This works beautifully within the training range. But when you extend context beyond what the model saw during training:

  • Rotary phases at large relative distances enter out-of-distribution regimes — the model has never seen those angular configurations.
  • Attention becomes diffuse: scores spread across irrelevant distant tokens rather than concentrating on relevant ones.
  • Spurious long-range alignments emerge: distant tokens with “accidentally” matching OOD rotary phases receive high attention.

Existing fixes (RoPE scaling, YaRN, LONGROPE) mostly rescale frequencies to handle longer ranges, but they trade local positional resolution for global stability. None target the content mismatch between relevant and irrelevant distant tokens.

GAPE: Two Gates on the Logits

GAPE introduces a content-aware additive bias directly into the pre-softmax attention logits, after the rotary dot-product is computed:

\[a_{mn} = \frac{q_m^\top k_n}{\sqrt{d}} + \underbrace{g_q(q_m) \cdot g_k(k_n)}_{\text{GAPE bias}}\]

The two gates are:

  • Query gate g_q(q_m): a scalar function of the query vector. Learns to output a negative value for queries that are “looking for something specific” — this contracts the attention mass assigned to distant, unprotected tokens.
  • Key gate g_k(k_n): a scalar function of the key vector. Learns to output a positive value for keys that carry salient content — this protects important distant tokens from being suppressed.

The decoupling is critical: the query gate controls forgetting (global distance-based suppression), while the key gate controls remembering (token-specific survival). The rotary geometry is untouched.

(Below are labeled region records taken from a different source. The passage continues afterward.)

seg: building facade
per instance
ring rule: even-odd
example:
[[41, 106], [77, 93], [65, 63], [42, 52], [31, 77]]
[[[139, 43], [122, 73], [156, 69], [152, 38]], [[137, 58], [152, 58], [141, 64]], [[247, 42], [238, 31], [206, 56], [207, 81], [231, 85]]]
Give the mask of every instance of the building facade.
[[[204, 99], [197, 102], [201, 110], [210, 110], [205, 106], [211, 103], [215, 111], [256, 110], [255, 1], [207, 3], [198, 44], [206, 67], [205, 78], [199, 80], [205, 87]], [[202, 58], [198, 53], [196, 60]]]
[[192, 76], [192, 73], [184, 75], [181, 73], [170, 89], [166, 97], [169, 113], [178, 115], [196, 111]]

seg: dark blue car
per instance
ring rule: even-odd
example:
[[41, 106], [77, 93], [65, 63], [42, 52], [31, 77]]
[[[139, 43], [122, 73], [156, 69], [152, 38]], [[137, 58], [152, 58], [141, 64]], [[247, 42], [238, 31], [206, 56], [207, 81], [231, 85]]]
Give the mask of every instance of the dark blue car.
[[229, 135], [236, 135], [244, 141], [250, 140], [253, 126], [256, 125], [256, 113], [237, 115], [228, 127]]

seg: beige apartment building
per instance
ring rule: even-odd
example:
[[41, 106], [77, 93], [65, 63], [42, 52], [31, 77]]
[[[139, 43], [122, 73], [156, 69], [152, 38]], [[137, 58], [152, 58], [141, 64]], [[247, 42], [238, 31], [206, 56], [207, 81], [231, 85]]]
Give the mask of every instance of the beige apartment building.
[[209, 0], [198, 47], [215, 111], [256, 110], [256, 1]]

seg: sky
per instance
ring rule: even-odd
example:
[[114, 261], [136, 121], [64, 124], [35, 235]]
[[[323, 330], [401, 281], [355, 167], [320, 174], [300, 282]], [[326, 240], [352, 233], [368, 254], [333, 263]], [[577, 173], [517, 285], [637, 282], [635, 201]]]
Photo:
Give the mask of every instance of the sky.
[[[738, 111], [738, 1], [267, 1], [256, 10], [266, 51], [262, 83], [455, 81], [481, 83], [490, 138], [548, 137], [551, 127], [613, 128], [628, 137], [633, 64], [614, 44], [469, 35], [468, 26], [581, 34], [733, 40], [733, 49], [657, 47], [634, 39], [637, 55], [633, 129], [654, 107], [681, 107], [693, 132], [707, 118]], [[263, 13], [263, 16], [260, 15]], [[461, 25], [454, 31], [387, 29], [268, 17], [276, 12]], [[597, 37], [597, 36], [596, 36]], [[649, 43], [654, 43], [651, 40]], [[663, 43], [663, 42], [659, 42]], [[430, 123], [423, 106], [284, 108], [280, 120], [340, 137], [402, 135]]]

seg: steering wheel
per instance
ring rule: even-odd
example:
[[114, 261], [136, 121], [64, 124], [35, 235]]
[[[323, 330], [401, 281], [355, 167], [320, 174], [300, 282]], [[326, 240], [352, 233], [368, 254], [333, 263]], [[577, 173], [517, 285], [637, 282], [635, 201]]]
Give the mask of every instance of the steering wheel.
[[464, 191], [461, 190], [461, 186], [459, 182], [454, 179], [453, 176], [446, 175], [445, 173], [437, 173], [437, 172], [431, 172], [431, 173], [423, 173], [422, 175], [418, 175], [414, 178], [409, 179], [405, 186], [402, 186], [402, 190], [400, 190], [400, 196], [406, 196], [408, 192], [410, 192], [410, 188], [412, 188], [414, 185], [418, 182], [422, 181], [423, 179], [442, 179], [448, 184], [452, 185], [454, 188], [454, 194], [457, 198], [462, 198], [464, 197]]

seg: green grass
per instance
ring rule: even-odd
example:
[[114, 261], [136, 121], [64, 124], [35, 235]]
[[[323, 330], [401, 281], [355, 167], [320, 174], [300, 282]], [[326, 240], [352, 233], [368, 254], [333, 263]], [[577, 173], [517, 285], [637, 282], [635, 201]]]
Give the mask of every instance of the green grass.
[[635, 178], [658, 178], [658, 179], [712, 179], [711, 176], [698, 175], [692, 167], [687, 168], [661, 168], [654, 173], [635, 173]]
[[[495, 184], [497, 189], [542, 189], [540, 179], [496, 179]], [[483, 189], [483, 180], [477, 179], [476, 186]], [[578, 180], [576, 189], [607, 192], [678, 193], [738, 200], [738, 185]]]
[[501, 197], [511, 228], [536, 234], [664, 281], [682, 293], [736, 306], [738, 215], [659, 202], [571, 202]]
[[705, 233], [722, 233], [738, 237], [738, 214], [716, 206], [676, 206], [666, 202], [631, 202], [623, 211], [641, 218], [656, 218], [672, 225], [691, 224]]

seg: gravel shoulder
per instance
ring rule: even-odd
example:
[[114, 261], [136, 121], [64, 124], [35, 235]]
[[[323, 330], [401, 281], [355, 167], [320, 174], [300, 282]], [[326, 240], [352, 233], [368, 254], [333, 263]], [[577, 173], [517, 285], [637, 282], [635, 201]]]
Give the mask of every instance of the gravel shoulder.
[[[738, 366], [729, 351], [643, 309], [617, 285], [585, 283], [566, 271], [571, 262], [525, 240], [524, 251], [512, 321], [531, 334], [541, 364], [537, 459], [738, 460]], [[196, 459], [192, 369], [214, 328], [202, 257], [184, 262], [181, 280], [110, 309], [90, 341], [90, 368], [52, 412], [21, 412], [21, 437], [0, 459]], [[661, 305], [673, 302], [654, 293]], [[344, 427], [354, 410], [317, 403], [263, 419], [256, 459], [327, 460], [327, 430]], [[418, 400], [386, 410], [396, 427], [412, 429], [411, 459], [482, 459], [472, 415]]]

GAPE mechanism: content-aware attention logit bias separating contraction from token survival
Figure 1 — GAPE adds a factored logit bias after the rotary dot-product. The query gate (left path) suppresses irrelevant long-range context; the key gate (right path) preserves salient distant tokens. The rotary geometry remains unchanged.

Theoretical Guarantee

The paper proves that protected tokens (high g_k value) remain accessible regardless of distance — their effective attention logit is boosted by the key gate, counteracting any rotary-induced suppression. Conversely, for unprotected tokens, the attention mass decays as a function of the query gate value, giving a formal “forgetting” property for irrelevant context.

Empirical Validation

NIAH: Needle-in-a-Haystack Retrieval

The Needle-in-a-Haystack (NIAH) benchmark places a critical fact (the “needle”) at various positions in a long context and asks the model to retrieve it. GAPE consistently places sharper attention on the needle token at all context lengths and needle positions, even at 4× training context length.

NIAH retrieval: needle near vs. far, 1x/2x/4x context
Figure 2 — NIAH retrieval scores at 1×, 2×, and 4× training context. GAPE (blue) maintains high recall at all context extensions; the RoPE baseline (orange) degrades significantly at 2× and collapses at 4×.

Attention Sharpness

The key gate’s mechanistic effect is visible directly in the attention maps: GAPE produces sharper, more focused attention patterns compared to the vanilla RoPE baseline.

Mechanistic behavior of GAPE gates in NIAH task
Figure 3 — Attention maps on the NIAH task. With GAPE (right), attention concentrates tightly on the needle token; without GAPE (left), attention diffuses across the haystack at long ranges.

OOD Perplexity

OOD perplexity under context extension
Figure 4 — Perplexity as context length increases beyond the training window. GAPE (blue) shows slower perplexity growth compared to the RoPE baseline, confirming improved out-of-distribution robustness for language modelling.

✅ Key Takeaways

  • GAPE adds a factored content-aware logit bias — query-gate × key-gate — that decouples "forgetting irrelevant context" from "protecting salient distant tokens".
  • The rotary geometry of RoPE is completely preserved; GAPE is a drop-in augmentation requiring no architectural changes.
  • Formal guarantee: protected tokens (high key-gate) remain accessible; unprotected distant tokens' attention mass decays with the query gate.
  • Empirical gains on NIAH retrieval and long-context benchmarks at 1×, 2×, and 4× training context.